Both Google and Facebook have launched services that broadcast your location to friends - Latitude and Places respectively.
They even have plans to allow participating retail outlets, restaurants and cafes to offer special deals to Facebook users who "check in" with them.
"Location will be one of the cornerstones of mobile advertising. Merging local businesses with mobile [advertising] is very, very important for us," the Sydney Morning Herald quoted Michael Slinger, director of mobile advertising at Google, as saying.
Graham Christie, the commercial director of the mobile marketing agency Big Mobile, says people should be pleased rather than perturbed at the prospect.
Simply because this pinpoint targeting will avoid bad and irrelevant advertising.
"We can give people more of what they want, when they want it and less of what they don't want. It takes the guesswork out of a lot of advertising," he said.
One such kind of advertising - behavioural targeting - is already practised on the Internet.
The user's identity is never revealed and the segments of consumers are sold to advertisers who match their needs with their marketing messages.
Jamie Conyngham, a mobile apps developer, says, ''if you can get very specific about their tastes you can really tailor discounts to them or up-sell them something, or work out what it is that they might want that they didn't know they needed yet."

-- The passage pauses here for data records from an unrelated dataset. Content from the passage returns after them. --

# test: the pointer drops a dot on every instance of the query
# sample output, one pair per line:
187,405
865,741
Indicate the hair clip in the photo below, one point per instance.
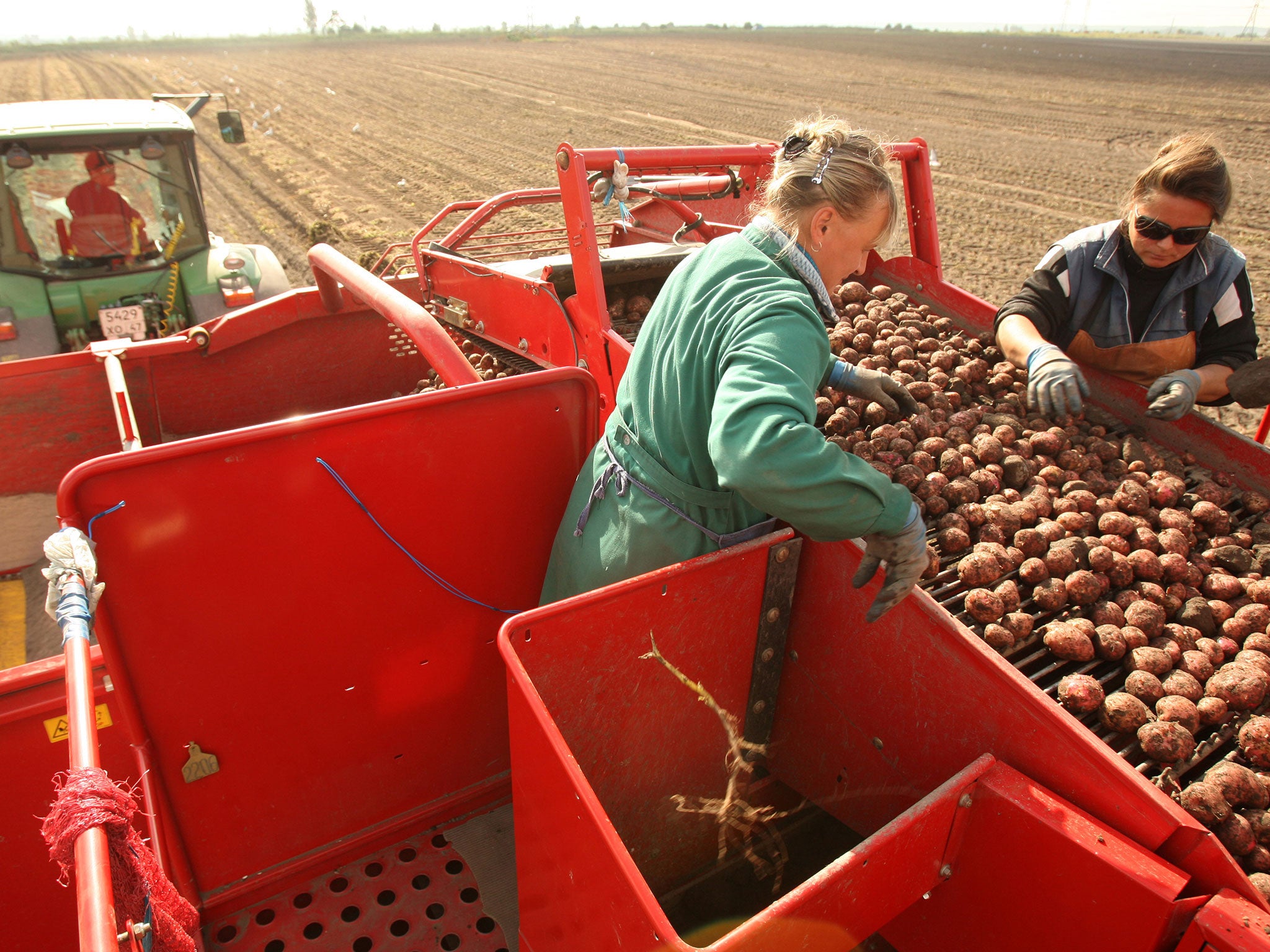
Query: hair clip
794,146
821,167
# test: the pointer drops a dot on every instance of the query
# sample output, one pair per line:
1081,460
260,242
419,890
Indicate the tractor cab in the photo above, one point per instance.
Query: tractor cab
102,229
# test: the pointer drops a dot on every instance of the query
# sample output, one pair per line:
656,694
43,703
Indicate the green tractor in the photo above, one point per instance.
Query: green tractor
102,226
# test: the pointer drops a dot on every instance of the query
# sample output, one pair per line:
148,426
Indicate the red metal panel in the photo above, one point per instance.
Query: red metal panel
637,734
601,738
1037,874
929,696
30,892
58,410
1227,923
361,668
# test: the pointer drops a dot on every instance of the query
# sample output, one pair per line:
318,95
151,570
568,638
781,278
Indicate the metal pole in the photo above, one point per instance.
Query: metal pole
121,403
94,896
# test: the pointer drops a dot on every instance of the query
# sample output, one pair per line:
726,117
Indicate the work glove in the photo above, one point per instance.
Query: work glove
905,555
1054,382
889,394
1173,397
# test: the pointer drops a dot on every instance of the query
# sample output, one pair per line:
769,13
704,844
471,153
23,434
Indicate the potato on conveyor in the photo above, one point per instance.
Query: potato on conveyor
1204,801
1238,785
1255,742
1236,835
1080,694
1124,714
1166,742
1180,710
1068,643
1240,685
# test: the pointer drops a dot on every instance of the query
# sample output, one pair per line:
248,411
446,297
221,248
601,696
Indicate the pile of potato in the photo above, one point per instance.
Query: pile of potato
488,366
1232,800
1128,552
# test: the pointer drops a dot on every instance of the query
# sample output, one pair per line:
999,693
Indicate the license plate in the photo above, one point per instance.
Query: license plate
122,323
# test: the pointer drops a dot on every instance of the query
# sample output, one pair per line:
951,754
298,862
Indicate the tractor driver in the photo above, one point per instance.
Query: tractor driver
103,225
714,433
1153,298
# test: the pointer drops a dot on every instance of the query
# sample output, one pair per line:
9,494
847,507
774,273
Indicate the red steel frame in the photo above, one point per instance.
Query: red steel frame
331,268
578,330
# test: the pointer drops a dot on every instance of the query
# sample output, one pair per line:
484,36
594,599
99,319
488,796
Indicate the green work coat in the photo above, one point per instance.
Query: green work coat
717,413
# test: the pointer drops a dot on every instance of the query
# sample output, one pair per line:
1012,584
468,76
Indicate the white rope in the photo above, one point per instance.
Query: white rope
70,552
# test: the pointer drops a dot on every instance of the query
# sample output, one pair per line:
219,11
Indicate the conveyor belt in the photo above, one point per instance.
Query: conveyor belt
1033,660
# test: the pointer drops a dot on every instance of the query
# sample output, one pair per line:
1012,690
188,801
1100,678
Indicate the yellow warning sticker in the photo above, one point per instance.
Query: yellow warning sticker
59,729
13,624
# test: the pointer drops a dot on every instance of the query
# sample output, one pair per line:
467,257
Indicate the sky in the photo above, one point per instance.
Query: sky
92,19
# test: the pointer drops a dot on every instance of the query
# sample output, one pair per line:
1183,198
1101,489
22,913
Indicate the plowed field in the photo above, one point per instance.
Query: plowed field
1036,136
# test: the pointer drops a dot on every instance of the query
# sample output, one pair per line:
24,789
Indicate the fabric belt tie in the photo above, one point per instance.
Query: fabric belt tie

"If you look at the internet and mobile phones, it's really only the simple things that work. 'When Amazon reduced the number of clicks it took to buy a book or a DVD, they saw their business grow. Mobile needs to be even easier than that," he added.
Privacy experts such as Colin Jacobs of Electronic Frontiers Australia say, inevitably, people will compromise their privacy.
"It wouldn't take long to work out where you are and where you live. I'm not suggesting that someone is going to fire a missile at your house but finding out where you live is very sensitive information to be handled by third parties. I think we'd better get used to living in an age of less privacy," he said.